ChatGPT painted a picture of what my life might look like in three years — here’s how you can make the AI your visual oracle
See your (possible) future with AI
After using the new ChatGPT Images 2.0 tool to simulate a meeting with my past self, I decided to see what the AI thought my near future would look like based on my present. In fact, I asked for a couple of alternatives depending on my choices. To get straight to the picture. For the first test, I wrote:
“Based on my habits, interests, and goals, decide what my life will look like in three years if I stay on my current path and make a photograph with no text of what that looks like."
Turns out, it's not too different from my regular life. I'm happily working on some story with signs of a busy investigation all around me, including a notebook nearby with pages already filled.

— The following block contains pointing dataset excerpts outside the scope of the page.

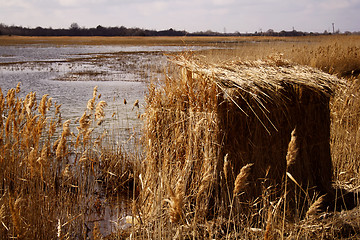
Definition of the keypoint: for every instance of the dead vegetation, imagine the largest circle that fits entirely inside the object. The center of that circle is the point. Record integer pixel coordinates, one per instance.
(248, 149)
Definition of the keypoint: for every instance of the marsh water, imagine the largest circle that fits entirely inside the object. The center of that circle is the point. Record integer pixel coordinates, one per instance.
(69, 74)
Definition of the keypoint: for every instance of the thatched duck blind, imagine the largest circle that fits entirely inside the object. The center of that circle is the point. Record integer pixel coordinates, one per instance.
(205, 124)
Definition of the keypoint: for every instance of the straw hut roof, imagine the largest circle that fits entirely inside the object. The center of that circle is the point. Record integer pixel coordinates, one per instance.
(254, 77)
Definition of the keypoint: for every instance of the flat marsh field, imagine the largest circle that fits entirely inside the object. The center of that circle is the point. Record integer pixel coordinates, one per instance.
(77, 123)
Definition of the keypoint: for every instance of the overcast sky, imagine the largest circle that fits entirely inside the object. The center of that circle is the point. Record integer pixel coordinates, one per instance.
(189, 15)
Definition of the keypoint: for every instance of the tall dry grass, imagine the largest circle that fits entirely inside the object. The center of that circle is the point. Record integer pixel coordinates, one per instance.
(52, 170)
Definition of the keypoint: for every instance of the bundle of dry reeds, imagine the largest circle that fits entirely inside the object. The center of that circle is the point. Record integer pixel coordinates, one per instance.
(206, 124)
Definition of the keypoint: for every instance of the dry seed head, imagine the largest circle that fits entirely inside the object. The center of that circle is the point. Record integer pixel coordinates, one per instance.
(136, 103)
(91, 104)
(241, 179)
(57, 108)
(84, 121)
(226, 166)
(95, 91)
(17, 90)
(66, 128)
(43, 105)
(99, 112)
(49, 103)
(315, 207)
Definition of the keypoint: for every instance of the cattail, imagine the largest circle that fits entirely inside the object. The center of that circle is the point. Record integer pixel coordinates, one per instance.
(95, 91)
(52, 128)
(59, 232)
(17, 90)
(176, 201)
(49, 103)
(293, 149)
(66, 128)
(15, 215)
(30, 101)
(315, 207)
(136, 104)
(84, 121)
(241, 179)
(57, 108)
(96, 232)
(91, 104)
(268, 230)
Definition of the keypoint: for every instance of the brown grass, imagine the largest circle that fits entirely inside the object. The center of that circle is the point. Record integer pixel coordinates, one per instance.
(50, 167)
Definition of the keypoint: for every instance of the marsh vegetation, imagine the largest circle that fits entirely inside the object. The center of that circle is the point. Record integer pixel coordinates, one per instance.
(66, 174)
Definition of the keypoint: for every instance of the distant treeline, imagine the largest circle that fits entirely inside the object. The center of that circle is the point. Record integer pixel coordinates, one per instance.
(75, 30)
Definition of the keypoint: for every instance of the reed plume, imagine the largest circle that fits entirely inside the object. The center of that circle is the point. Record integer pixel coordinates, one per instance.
(293, 149)
(315, 207)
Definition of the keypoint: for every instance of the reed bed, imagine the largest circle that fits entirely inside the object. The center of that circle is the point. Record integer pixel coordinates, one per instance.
(201, 182)
(51, 177)
(228, 154)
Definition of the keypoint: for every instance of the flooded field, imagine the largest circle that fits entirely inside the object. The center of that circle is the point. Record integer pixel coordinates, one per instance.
(70, 73)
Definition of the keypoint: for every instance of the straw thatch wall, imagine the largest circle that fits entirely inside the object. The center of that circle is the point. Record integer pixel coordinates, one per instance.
(270, 113)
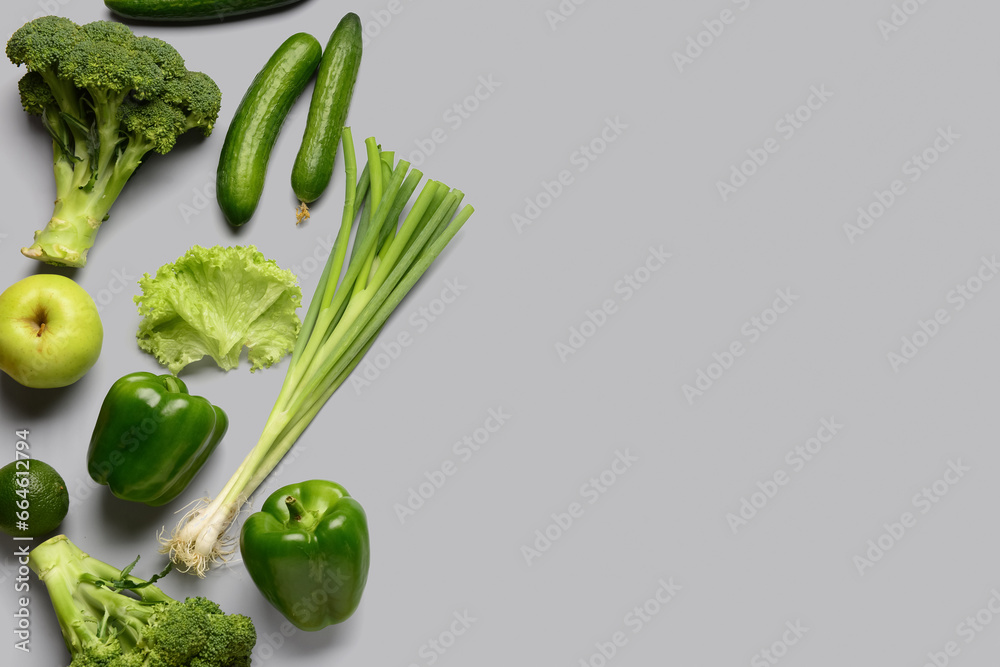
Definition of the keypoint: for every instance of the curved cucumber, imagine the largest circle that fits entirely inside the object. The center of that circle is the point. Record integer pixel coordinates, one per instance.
(190, 10)
(328, 110)
(255, 126)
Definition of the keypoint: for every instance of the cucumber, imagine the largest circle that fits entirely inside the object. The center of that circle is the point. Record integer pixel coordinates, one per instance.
(255, 126)
(177, 11)
(328, 110)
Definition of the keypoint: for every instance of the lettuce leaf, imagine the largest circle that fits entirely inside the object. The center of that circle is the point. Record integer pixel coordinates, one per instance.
(216, 301)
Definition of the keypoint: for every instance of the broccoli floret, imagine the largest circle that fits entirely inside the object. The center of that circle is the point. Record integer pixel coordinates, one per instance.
(112, 98)
(104, 627)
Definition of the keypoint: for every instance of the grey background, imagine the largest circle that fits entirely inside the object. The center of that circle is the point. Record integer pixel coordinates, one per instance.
(665, 517)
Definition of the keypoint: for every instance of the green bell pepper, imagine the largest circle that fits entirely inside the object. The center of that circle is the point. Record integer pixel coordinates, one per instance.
(152, 438)
(307, 550)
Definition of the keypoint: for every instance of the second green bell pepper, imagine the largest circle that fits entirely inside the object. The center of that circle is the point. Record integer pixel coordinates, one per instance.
(307, 550)
(152, 438)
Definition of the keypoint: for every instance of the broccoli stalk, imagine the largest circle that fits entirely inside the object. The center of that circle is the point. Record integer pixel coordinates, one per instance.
(105, 627)
(107, 97)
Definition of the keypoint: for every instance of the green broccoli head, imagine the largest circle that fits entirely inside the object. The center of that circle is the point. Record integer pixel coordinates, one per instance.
(105, 627)
(41, 44)
(163, 55)
(198, 97)
(113, 97)
(36, 96)
(155, 123)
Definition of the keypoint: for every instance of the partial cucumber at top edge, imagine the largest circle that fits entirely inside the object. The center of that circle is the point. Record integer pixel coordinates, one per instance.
(190, 10)
(256, 123)
(338, 72)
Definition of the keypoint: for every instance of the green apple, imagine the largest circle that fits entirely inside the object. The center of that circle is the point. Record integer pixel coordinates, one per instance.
(50, 331)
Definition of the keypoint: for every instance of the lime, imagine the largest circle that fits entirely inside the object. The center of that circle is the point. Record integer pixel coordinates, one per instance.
(33, 498)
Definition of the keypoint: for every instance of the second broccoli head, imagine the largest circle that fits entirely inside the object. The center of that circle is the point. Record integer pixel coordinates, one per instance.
(108, 97)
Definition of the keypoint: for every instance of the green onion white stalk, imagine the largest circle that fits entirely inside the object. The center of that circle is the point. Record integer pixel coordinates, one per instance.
(345, 315)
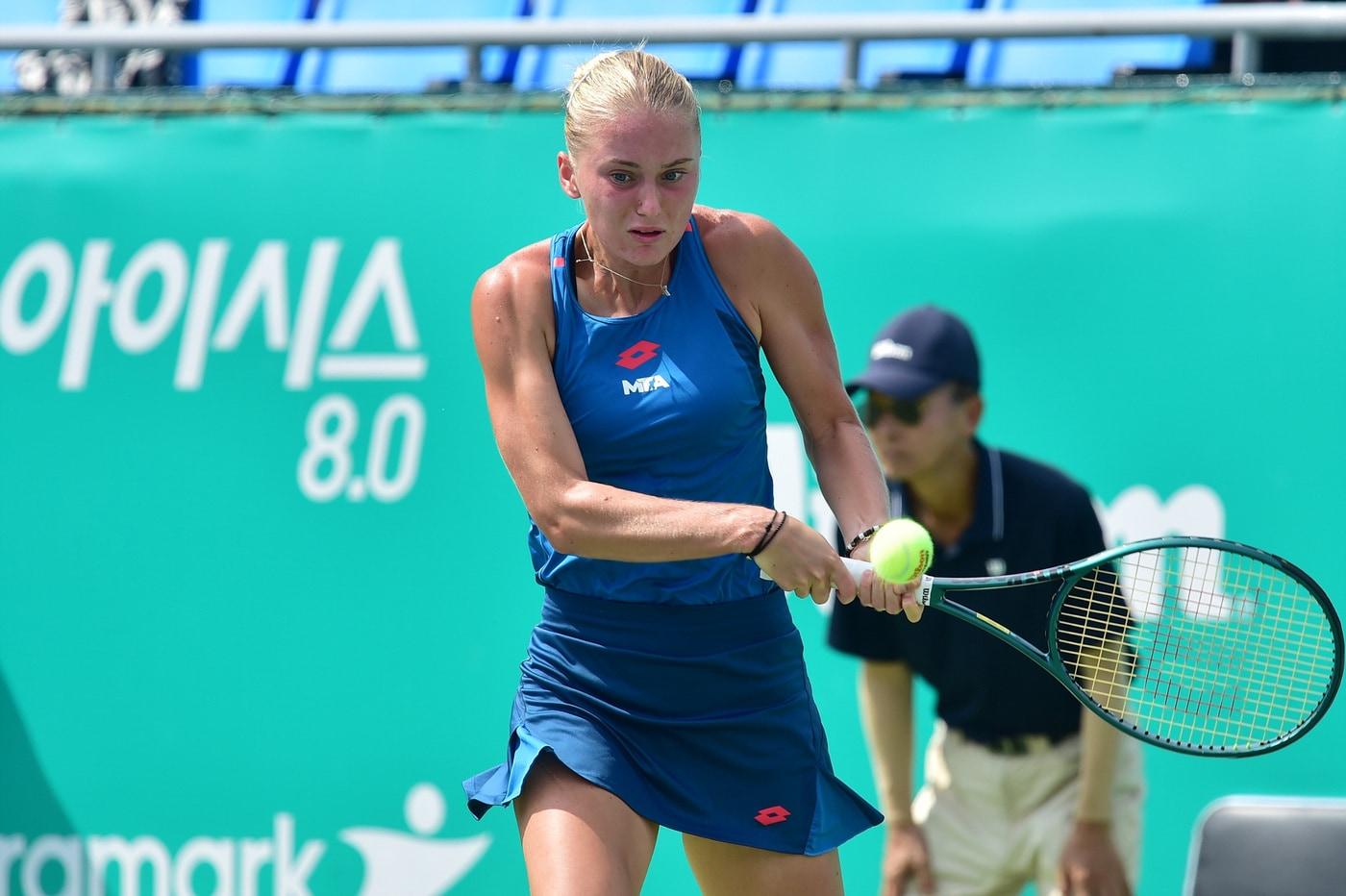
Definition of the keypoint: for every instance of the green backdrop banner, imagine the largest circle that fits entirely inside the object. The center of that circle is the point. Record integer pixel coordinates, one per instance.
(264, 580)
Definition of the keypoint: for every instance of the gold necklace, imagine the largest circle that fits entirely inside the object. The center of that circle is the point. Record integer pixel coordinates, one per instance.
(662, 286)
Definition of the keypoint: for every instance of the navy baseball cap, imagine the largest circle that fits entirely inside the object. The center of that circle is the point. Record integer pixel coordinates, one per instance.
(918, 350)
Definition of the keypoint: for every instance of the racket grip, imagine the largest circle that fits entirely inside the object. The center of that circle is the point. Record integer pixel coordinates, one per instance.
(858, 566)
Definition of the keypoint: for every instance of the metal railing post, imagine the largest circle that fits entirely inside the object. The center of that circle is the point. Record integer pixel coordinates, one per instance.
(1244, 56)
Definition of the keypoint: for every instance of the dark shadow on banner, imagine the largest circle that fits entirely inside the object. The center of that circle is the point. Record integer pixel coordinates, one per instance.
(27, 805)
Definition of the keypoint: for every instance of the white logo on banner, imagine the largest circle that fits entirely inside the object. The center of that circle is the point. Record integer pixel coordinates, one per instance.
(396, 864)
(400, 864)
(163, 286)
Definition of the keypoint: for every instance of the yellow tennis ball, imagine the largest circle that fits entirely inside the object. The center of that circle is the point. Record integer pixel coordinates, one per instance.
(901, 551)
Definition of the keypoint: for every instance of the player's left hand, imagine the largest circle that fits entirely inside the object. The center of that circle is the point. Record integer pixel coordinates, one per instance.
(1090, 864)
(885, 596)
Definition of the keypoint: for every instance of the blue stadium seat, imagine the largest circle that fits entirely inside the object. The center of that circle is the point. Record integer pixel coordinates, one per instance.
(407, 69)
(1081, 61)
(23, 12)
(265, 69)
(818, 66)
(551, 67)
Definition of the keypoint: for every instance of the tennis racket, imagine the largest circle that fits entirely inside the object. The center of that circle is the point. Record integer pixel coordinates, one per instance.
(1195, 645)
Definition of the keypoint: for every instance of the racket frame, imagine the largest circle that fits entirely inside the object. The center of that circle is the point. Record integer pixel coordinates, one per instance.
(933, 592)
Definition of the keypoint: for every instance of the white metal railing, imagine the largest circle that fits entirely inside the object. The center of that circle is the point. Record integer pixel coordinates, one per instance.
(1244, 24)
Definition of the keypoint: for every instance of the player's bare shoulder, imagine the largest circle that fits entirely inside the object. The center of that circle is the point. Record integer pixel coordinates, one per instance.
(754, 260)
(731, 233)
(511, 300)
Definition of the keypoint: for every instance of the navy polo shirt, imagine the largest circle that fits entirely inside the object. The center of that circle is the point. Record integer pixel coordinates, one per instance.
(1027, 517)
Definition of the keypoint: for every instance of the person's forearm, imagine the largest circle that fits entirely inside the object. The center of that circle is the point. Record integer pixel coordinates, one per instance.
(1097, 767)
(885, 711)
(592, 519)
(848, 475)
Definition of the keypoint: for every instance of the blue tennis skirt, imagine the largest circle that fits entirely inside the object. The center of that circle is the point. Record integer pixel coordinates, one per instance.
(699, 717)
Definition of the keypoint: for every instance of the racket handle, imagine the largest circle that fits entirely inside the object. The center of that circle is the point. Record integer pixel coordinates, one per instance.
(858, 566)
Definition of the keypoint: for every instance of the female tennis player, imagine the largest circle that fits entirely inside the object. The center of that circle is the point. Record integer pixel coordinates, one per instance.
(663, 684)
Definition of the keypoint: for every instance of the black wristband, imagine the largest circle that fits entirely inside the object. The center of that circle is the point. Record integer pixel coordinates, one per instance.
(770, 533)
(863, 537)
(766, 535)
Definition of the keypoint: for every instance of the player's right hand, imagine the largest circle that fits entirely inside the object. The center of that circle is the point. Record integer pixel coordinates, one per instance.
(803, 561)
(885, 596)
(905, 859)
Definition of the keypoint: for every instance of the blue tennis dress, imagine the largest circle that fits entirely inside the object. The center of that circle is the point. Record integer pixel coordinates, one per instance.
(677, 686)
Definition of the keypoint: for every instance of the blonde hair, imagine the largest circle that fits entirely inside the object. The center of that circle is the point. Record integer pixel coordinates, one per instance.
(612, 83)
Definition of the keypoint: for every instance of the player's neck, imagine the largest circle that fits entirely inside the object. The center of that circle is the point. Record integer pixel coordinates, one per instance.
(945, 497)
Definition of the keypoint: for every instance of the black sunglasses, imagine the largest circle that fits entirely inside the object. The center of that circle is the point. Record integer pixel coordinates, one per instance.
(906, 411)
(877, 407)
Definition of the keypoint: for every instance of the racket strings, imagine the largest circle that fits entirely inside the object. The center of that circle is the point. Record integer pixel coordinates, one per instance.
(1201, 647)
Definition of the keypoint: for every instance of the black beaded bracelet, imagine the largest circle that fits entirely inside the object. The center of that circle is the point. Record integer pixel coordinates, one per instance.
(771, 529)
(863, 537)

There's a guitar in the background and plenty of books, art, and plants. Nothing feels dramatically different from the present, except that I seem to have added a nice apartment in a city skyscraper to my property portfolio.
Article continues belowThe smile suggests I didn't lose my house, and with that kind of financial upgrade, no wonder I seem so relaxed. Otherwise, the tools are the same, and I'm plugging away at writing like I usually do in the evening.
The image does not present this path as a negative or a missed opportunity. It frames it as a stable progression. The details reinforce that idea of steady growth.
Library pals
I then turned to what might come of some other choices. I asked ChatGPT to: "come up with an alternative version of my life in three years if I change direction now and make a photograph showing that life.”
The second image opens everything up. Daylight replaces the night, and the scene shifts toward a wide window with a view that stretches far beyond the room. The same desk appears again, along with the same laptop and notebook, but the atmosphere is looser. There is more space, more light, and a sense that time is being used differently.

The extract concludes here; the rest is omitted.